Kyle Kendrick didn’t quite give the Phillies the best chance to win Monday night. They couldn’t do it, falling short of the Dodgers, 8-6.

Kendrick only went 3.1 innings. He allowed seven runs off nine hits, most of them right down the pipe. Many argued about a very small strike zone for Kendrick (and a much larger for Derek Lowe), making it impossible for Kendrick to throw his strikes. But he just didn’t have it. You had two sinkerball pitchers up there, and one was effective.

The Phils manufactured three runs off Lowe. Two were RBI groundouts by Ryan Howard. To me, that’s not really good. You need big production from Howard, especially when down a few. Anyway, Howard is now at 100 RBI on the season — in jest, I don’t know if I can really recall 60 of them.

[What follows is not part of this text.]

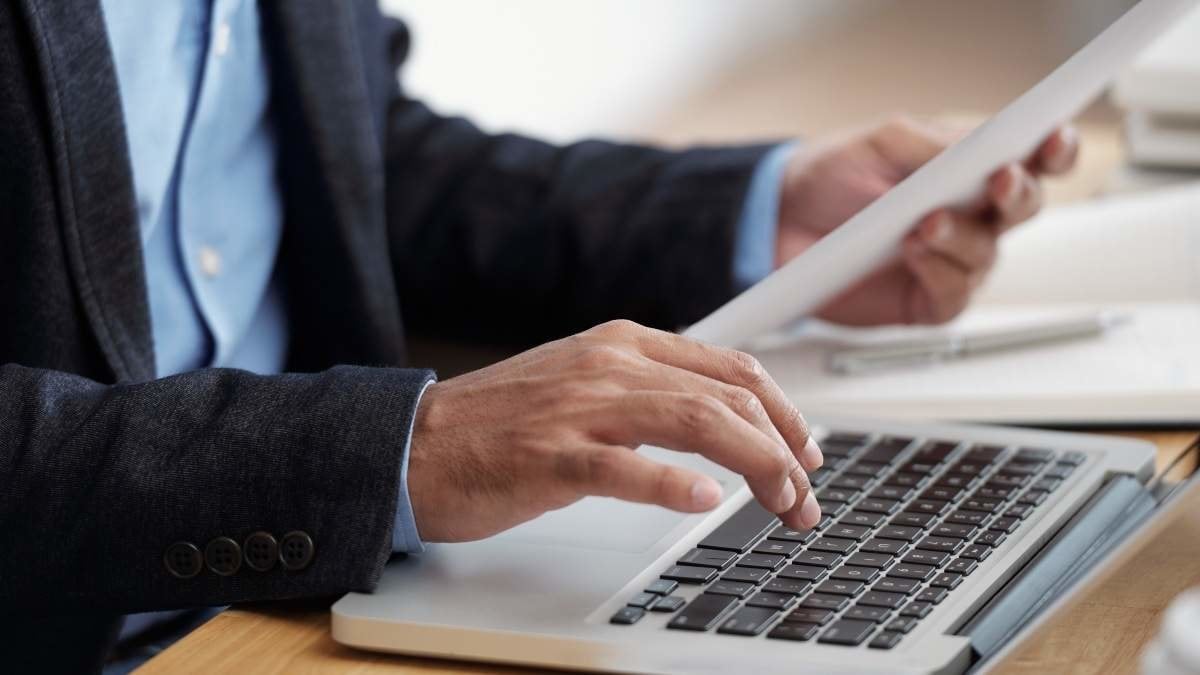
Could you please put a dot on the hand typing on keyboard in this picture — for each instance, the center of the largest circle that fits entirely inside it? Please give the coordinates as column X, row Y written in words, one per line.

They made it interesting late, with Geoff Jenkins singling and Jimmy Rollins stroking an RBI triple in the seventh. In the ninth, with big Jonathan Broxton trying to shut the Phils down, the good guys loaded the bases for Chase Utley. He delivered with a two-rbi black-hole single. Howard was next, and had a chance to at least tie the game, but grounded out to second base. See, there the RBI groundout didn’t work.

The bullpen did a nice job keeping it close, with Les Walrond getting out of trouble and going 2.2 strong. Clay Condrey gave up a run in his two of work.

The loss keeps the Phils ahead by two over the Mets. Shame — they could’ve really stretched it out with the win. But when you don’t get good starting pitching, it makes it very hard to do much else.